The Cave Of Shem and Ever

One of the oldest historic sites in Safed, the cave of Shem and Ever was used as far back as the Byzantine period if not further. From the 4th century CE (Common Era), it was used as a burial cave by a prominent Jewish family of the time. It is believed that it was also the burial place of several Talmudic sages including Rabbi Dosa Ben Harkinas. However, there lots of other stories and legends surrounding this site, some of which are more believable than others.

Shem And Ever

Legend has it that Noah's son Shem and his great-grandson Ever, set up a Beit Midrash or House of Study in this cave. Depending on which story you believe, Avraham, Isaac or Jacob, or two or all three of them, went at separate times, to this cave to study Torah with these descendants of Noah.

Beit Al Achzan

Many believe that it was Jacob who should be most associated with this cave, as there are both Christian and Moslem legends pertaining to him and the cave. According to Moslem tradition, this cave is where Jacob went to mourn the presumed death of Joseph, and the Arabic name for the cave means House of Sorrow.

Daughters of Jacob

In Christian tradition the Cave of Shem and Ever is believed to be the burial place for Tuvia in the Apocrypha. During the Crusader period the cave was run by an order of nuns called The Daughters of Jacob since it was considered a holy site.

Perhaps this is why the Arabic name of the cave became Awlad Ya'acob (Children of Jacob in Arabic) and this is the name it was known by Chaim Vital, the disciple of the Ari, in the 17th century.

Mameluke Period

In the Mameluke period the Governor of Safed, Bachtamur el Juchandar, had the cave enlarged and refurbished, and it was used by Muslims worshipers. From then on Jews were generally prevented from praying there, except in exceptional circumstances.

The Montefiores

One such exception was when Sir Moses and Lady Judith Montefiore visited Safed in 1839 as part of their tour of Israel. They were given permission to enter the cave and Lady Montefiore compared it to the catacombs used to bury members of the Sanhedrin in Jerusalem.

The Cave Today

The cave is still used both for prayer and study, usually on a Shabbat afternoon in summer. Although the gates are normally locked, you can peer through them and imagine that you can see Shem and Ever still bent over their scrolls, studying. If you are lucky you might find the gates open and be able to join a study group, a prayer minyan, or just look around the caves.

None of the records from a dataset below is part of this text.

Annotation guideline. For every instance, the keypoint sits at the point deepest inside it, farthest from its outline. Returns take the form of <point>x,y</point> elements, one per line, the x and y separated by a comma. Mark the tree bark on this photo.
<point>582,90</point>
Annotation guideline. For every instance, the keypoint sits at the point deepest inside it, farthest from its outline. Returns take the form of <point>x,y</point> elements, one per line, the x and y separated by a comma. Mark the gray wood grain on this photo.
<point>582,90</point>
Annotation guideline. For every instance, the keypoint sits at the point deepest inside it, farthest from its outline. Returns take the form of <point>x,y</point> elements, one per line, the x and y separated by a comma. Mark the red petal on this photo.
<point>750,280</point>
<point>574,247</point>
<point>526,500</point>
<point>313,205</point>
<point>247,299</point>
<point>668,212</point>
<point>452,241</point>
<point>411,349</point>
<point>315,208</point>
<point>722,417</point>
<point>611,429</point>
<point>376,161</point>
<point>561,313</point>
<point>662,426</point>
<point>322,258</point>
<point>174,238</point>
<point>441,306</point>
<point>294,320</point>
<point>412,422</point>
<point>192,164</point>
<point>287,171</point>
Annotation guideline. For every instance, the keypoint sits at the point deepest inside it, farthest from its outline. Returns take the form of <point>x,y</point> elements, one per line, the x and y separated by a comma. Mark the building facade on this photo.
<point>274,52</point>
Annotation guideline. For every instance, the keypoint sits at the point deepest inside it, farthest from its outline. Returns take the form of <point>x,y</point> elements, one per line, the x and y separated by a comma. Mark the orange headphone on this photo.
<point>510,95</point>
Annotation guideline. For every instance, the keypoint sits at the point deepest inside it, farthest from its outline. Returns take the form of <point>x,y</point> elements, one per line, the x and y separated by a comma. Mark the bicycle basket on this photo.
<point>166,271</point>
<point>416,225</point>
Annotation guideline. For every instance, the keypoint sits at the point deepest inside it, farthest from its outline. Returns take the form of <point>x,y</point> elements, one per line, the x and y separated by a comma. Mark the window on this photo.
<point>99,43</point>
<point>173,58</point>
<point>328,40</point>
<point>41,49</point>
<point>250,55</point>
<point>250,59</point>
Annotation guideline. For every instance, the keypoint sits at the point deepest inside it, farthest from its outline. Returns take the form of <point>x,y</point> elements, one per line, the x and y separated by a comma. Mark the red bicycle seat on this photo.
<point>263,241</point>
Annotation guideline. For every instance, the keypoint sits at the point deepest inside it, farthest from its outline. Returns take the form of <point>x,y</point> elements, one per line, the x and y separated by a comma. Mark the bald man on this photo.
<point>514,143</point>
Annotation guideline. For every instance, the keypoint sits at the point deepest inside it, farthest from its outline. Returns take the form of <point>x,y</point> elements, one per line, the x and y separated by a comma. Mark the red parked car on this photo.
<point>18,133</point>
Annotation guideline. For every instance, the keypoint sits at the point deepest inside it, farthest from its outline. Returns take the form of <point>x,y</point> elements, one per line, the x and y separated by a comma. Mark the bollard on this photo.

In front of the cave is a courtyard with stone benches where you can sit and contemplate.

The Rose Garden

Above and surrounding the cave is a lovely rose garden with a few benches where you can picnic or take a rest in the shade.

Getting There

Located just off Palmach Street, by the bridge crossing Jerusalem Street.

By car: drive up Palmach from the bus station and just before you get to the Sariya, you will see car parking on your left next to the rose garden.

By foot: go up the steps leading from the bridge, and turn left, cross the road and you will see the path leading to the garden and the cave. If you are coming from the Midrahov go up the path by the side of the photo shop, opposite Bank Hapoalim, and then cross the road and walk towards the garden and the municipal information sign.